At some point, I was the tornado. At least today, I know my personality better and how to configure myself better.
Schizoaffective disorder started showing signs while I was still in high school, although no one (myself included) picked up on those signs. The disorder got progressively worse for me from the ages of 22 – 30. Coincidentally, my drinking would go on an upswing at the same time as well.
It has always been difficult for me to make friends. I had literally none in high school. I didn’t do the normal high school things like go to the prom. It was like it wasn’t even an option for me. Fast forward to college where I found my niche, both in the friendship realm with others and in taking up the banner of volunteering my time in organizing social activities.
This friendship obtaining upswing again ended in graduate school, where I had few if any friends outside of the lab… despite being actively involved in the graduate student council in which I was President for two years. As my drinking, and the attention I paid to drinking alcohol increased, everything got worse (of course, without me knowing).
I am in the same lurch currently that I was in during my graduate career and post-docs. There is one caveat though, I made a decent number of friends when I first got sober through Alcoholics Anonymous in Frederick, MD… many of whom I am paired up with on Facebook today. I have never been able to replicate my friendship successes in Frederick, MD with the Alcoholics Anonymous apparatus here on Eastern Long Island.

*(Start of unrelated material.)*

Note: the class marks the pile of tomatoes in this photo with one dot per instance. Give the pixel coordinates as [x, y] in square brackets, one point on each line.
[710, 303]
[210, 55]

To try to combat the isolation that I am currently under (which has been a problem for several years now), I reached out to an organization that caters to people with mental illness such as myself. I plan on going to my first event this Tuesday.
It is not easy constantly combating a mental illness that wants you to isolate, not succeed, and to die. It constantly feels like I am dragging an anchor behind me that wants to turn my mood foul. Many of you who know me, know that I try to turn this around, so that I am in positive spirits (at least most of the time).
So, regarding schizoaffective disorder, this is my next task to try and accomplish. To get myself out there… attend these social events and try to make some friends with people who are going through the same thing as I am. A cohort that would obviously (hopefully) understand my personality, how I think, and the struggles that I have had to endure. I need more reliable friends/friendships… despite my mental illness wanting me to isolate.
There is a lot of stigma regarding mental illnesses out there. Some might see me as defective, a piece of trash even. Something not worth an effort to be involved with. Alcoholism and schizoaffective disorder can create that environment, both by my own doing, and the stigma attached to having those ailments. I plan on fighting against the stigma.
The fight will not be easy, as my past is any indication. But I have to try. Going through this fight alone (save for my family helping me) will only lead to negative outcomes, if left unchecked and untreated. This Tuesday’s event is a start for me to get ‘out there’. A start that I hope will get me connected with people who might have experienced some of what I have been through and can relate.